En termes kantiens, cela signifie que dans ce voisinage il est question non pas d'une limite (Schranke), qui ne connaît pas d'extériorité, mais d'un seuil (Grenze), autrement dit d'un point de contact avec un espace extérieur, qui doit demeurer vide.
Ce que quelconque ajoute à la singularité n'est qu'un vide, une limite ; le quelconque est une singularité plus un espace vide, une singularité finie et, toutefois, indéterminable selon un concept. Mais une singularité plus un espace vide ne peut être autre chose qu'une extériorité pure, une pure exposition. Quelconque est, en ce sens, l'événement d'un dehors. Ce qui est pensé dans l'architranscendental quodlibet est donc ce qui est le plus difficile à penser : l'expérience, absolument non chosale, d'une pure extériorité.

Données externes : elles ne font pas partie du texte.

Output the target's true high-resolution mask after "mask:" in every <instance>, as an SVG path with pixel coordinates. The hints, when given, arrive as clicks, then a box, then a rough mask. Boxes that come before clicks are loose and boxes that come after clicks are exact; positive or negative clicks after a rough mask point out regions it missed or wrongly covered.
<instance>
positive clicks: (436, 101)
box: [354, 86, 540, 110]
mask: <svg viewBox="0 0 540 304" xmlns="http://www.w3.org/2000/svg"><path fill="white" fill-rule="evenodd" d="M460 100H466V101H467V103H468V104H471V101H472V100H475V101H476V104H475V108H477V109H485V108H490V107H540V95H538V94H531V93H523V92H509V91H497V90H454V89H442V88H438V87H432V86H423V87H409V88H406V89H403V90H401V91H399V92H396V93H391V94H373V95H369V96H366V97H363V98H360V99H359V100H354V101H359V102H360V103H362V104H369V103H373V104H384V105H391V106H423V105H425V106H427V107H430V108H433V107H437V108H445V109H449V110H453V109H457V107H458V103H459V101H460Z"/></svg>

Essentiel est ici le fait que la notion de "dehors" soit exprimée, dans de nombreuses langues européennes, par un mot qui signifie "à la porte" (fores est, en latin, la porte de la maison ; thyrathen, en grec, signifie littéralement "au seuil"). Le hors n'est pas un autre espace situé au-delà d'un espace déterminé, mais il est le passage, l'extériorité qui lui donne accès — en un mot : son visage, son eidos. Le seuil, en ce sens, n'est pas autre chose que la limite ; c'est pour ainsi dire l'expérience de la limite même, de l'être-dans un dehors. Cette ek-stasis est le don que la singularité reçoit des mains vides de l'humanité.
Giorgio Agamben, La communauté qui vient, Théorie de la singularité quelconque, trad. Marilène Raiola, Paris, Seuil, 1990, p. 69-70.